Brasil inicia análise para aplicar reciprocidade frente a tarifas dos Estados Unidos
O governo federal anunciou nesta quinta-feira (13) a abertura de um procedimento formal para apurar se as sobretaxas aplicadas pelos Estados Unidos a exportações brasileiras justificam respostas previstas na Lei da Reciprocidade Econômica.
Conforme divulgado pelo Palácio do Planalto, o início do processo decorreu do compartilhamento do pedido pela Secretaria-Executiva da Câmara de Comércio Exterior com os demais integrantes do Comitê-Executivo de Gestão.

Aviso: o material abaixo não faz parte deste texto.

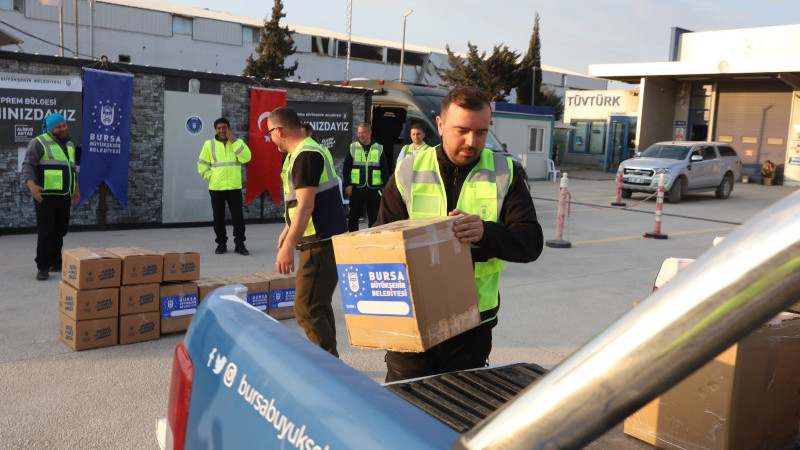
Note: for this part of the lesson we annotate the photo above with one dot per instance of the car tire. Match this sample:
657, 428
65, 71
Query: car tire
725, 187
676, 191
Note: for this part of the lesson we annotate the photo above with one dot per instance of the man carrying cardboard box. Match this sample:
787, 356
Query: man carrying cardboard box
314, 213
454, 179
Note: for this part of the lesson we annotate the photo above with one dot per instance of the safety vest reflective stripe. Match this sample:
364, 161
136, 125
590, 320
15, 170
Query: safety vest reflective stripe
58, 167
484, 189
327, 218
366, 163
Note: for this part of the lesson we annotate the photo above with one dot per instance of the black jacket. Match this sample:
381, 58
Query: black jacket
517, 237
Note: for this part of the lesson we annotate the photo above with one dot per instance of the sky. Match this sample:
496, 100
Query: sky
573, 34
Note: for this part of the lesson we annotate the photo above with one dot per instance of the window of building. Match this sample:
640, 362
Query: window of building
14, 5
535, 139
588, 136
181, 25
250, 35
361, 51
699, 111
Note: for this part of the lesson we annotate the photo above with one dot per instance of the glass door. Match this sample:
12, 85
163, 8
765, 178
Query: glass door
621, 141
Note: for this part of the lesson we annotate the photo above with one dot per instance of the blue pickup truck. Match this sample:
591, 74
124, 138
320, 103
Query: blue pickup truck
242, 380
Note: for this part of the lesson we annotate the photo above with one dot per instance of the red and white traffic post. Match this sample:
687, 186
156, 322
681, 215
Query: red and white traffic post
656, 234
559, 242
619, 201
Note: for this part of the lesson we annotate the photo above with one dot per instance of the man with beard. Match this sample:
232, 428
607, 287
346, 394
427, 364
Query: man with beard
314, 213
49, 172
497, 217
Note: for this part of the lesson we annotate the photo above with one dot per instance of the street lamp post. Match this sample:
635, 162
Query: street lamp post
403, 45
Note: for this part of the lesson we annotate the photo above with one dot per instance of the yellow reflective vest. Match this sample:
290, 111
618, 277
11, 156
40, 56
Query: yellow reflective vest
422, 190
221, 164
58, 168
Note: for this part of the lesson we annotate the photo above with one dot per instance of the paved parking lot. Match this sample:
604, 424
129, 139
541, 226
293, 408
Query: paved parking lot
53, 397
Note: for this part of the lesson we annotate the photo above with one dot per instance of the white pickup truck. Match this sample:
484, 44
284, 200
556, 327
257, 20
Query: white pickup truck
686, 166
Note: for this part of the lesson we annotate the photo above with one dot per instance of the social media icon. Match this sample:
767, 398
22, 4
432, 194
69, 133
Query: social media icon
230, 374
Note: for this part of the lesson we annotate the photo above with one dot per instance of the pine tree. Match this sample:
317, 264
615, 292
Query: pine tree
275, 45
495, 75
531, 64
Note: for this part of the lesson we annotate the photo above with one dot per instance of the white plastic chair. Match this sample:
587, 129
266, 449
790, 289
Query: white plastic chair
551, 169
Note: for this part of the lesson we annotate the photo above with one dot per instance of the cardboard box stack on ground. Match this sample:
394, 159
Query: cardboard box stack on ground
181, 266
407, 285
88, 298
747, 397
178, 296
138, 309
257, 290
206, 285
281, 294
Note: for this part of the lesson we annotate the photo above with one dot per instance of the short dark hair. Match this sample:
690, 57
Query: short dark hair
286, 117
466, 97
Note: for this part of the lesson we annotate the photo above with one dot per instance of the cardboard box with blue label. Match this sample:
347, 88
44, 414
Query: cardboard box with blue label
85, 304
139, 298
139, 265
139, 327
406, 286
178, 305
281, 294
257, 290
181, 266
86, 334
90, 268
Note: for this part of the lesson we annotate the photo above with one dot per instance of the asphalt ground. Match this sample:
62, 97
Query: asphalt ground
52, 397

O Ministério das Relações Exteriores notificará o governo dos Estados Unidos e solicitará a abertura de consultas diplomáticas. “As consultas diplomáticas, que visam mitigar ou anular os efeitos das medidas e das contramedidas previstas na Lei da Reciprocidade Econômica, reforçam a disposição do governo brasileiro de privilegiar o diálogo e a negociação em suas relações internacionais”. O comunicado ressalta a prioridade dada ao diálogo antes de eventual adoção de medidas de retaliação.

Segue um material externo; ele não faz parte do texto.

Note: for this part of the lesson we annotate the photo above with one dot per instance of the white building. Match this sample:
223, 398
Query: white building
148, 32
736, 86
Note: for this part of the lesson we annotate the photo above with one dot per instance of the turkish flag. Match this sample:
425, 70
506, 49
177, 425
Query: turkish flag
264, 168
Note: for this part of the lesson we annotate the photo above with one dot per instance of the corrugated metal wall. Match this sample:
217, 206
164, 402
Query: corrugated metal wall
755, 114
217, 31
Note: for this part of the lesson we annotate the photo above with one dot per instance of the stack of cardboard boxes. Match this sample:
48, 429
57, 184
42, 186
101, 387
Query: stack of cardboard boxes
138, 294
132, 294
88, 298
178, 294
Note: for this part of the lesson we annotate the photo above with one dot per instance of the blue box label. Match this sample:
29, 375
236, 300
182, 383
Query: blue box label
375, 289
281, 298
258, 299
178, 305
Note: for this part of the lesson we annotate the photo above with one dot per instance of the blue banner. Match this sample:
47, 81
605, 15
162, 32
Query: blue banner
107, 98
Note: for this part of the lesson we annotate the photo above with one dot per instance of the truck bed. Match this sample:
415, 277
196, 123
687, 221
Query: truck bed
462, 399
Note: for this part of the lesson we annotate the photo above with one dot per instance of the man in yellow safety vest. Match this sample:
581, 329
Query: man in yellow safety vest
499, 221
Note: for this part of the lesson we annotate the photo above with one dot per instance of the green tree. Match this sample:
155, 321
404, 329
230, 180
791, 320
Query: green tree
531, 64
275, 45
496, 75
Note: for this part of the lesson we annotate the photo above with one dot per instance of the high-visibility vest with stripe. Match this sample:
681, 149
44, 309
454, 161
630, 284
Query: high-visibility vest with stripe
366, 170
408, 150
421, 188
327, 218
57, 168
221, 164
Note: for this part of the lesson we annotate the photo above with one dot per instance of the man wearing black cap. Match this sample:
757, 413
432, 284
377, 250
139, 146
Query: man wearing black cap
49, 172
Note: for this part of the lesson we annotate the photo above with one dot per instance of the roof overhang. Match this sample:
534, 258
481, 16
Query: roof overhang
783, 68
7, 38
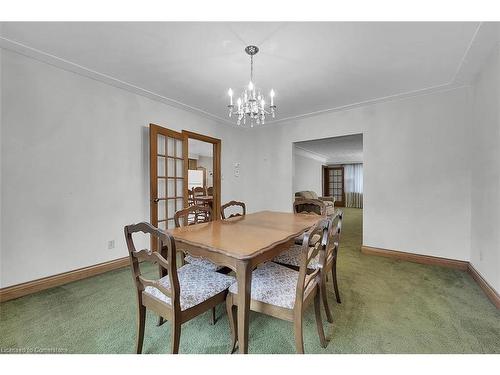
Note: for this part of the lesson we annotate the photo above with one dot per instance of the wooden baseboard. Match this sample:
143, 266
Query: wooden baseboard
487, 288
19, 290
462, 265
416, 258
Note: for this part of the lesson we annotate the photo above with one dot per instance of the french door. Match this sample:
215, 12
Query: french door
333, 184
167, 175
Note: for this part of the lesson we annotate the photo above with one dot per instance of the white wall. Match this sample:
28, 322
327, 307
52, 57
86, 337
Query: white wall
74, 166
208, 164
485, 167
307, 174
416, 173
74, 158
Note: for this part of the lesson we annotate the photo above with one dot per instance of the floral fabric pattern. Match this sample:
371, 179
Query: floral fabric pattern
273, 284
196, 284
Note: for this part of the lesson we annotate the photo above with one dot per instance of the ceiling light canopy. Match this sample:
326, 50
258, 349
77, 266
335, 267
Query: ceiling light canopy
251, 104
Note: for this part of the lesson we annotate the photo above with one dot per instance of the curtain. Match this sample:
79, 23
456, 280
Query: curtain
353, 185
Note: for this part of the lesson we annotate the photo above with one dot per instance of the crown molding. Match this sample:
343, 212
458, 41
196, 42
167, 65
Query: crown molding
391, 98
67, 65
309, 154
78, 69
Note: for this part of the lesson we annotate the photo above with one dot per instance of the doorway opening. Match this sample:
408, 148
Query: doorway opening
173, 174
330, 168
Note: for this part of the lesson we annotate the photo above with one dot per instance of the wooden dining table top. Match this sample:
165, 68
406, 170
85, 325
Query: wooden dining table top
244, 237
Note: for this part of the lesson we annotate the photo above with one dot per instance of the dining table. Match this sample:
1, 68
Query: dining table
242, 243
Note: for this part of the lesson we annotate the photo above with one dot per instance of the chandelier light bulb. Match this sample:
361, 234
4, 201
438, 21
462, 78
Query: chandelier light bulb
251, 103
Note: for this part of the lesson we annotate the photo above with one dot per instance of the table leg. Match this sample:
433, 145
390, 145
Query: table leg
244, 277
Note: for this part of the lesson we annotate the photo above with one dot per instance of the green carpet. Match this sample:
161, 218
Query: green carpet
387, 306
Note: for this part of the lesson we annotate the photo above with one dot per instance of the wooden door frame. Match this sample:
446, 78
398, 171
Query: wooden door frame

A abertura do processo não implica decisão imediata de aplicar tarifas ou outras contramedidas comerciais. Neste momento, o governo iniciará uma análise formal para verificar se as medidas adotadas pelos EUA se enquadram nas hipóteses previstas na legislação brasileira.
Aprovada no ano passado em resposta ao primeiro pacote tarifário do governo de Donald Trump, a Lei n° 15.122 estabelece critérios para a suspensão de concessões comerciais em reação a ações, políticas ou práticas unilaterais de outro país que prejudiquem a competitividade do Brasil. Entre as medidas possíveis estão a imposição de tributos ou taxas, a revogação de isenções, a redução do valor de benefícios tarifários e a restrição de importações de bens ou serviços, sempre buscando aplicar contramedidas, na medida do possível, em proporcionalidade ao prejuízo econômico causado.
Em julho, o Escritório do Representante Comercial dos EUA (USTR) instituiu uma sobretaxa de 25% sobre diversos produtos brasileiros, após cerca de um ano de análise, atingindo setores como ferro e aço, vestuário, calçados, açúcar, etanol, produtos farmacêuticos, maquinário agrícola, máquinas elétricas não destinadas à aviação e outros manufaturados.
Posteriormente, foi aplicada uma sobretaxa adicional de 12,5% sobre uma lista suplementar de produtos, com a justificativa de que o Brasil não adota mecanismos eficazes para impedir a importação de mercadorias produzidas com trabalho forçado.
De acordo com levantamento do Ministério do Desenvolvimento, Indústria, Comércio e Serviços, as tarifas em vigor desde o fim do mês passado atingem cerca de US$ 6,6 bilhões em exportações brasileiras para o mercado norte-americano.
O governo brasileiro já havia apresentado pedido de consultas no sistema de solução de controvérsias da Organização Mundial do Comércio, alegando inconsistência das medidas com as regras da entidade, e os Estados Unidos aceitaram participar dessas consultas.
No comunicado do Planalto sobre a abertura do processo constou também uma posição de repúdio às taxas impostas. “As tarifas norte-americanas são injustificadas e arbitrárias, e o Brasil continuará defendendo sua posição em todas as instâncias cabíveis”. A nota afirma que o país seguirá atuando para reduzir os danos à economia e à renda dos brasileiros.
O texto divulgado acrescenta ainda a estratégia do governo para mitigar os efeitos sobre setores afetados e apontar caminhos diplomáticos e comerciais. “Continuaremos a defender o multilateralismo e a reforma da OMC e seguiremos trabalhando pela diversificação de parcerias comerciais e abertura de novos mercados para nossos produtos. Manteremos medidas de proteção aos setores afetados pelas tarifas por meio do Plano Brasil Soberano, preservando empregos e a capacidade produtiva nacional”. O trecho indica a combinação de atuação multilateral, negociação e medidas internas de proteção.
O processo segue agora para análise técnica no âmbito da Camex e para as consultas diplomáticas, e qualquer adoção de contramedidas dependerá dos resultados dessas avaliações e das deliberações previstas pela lei.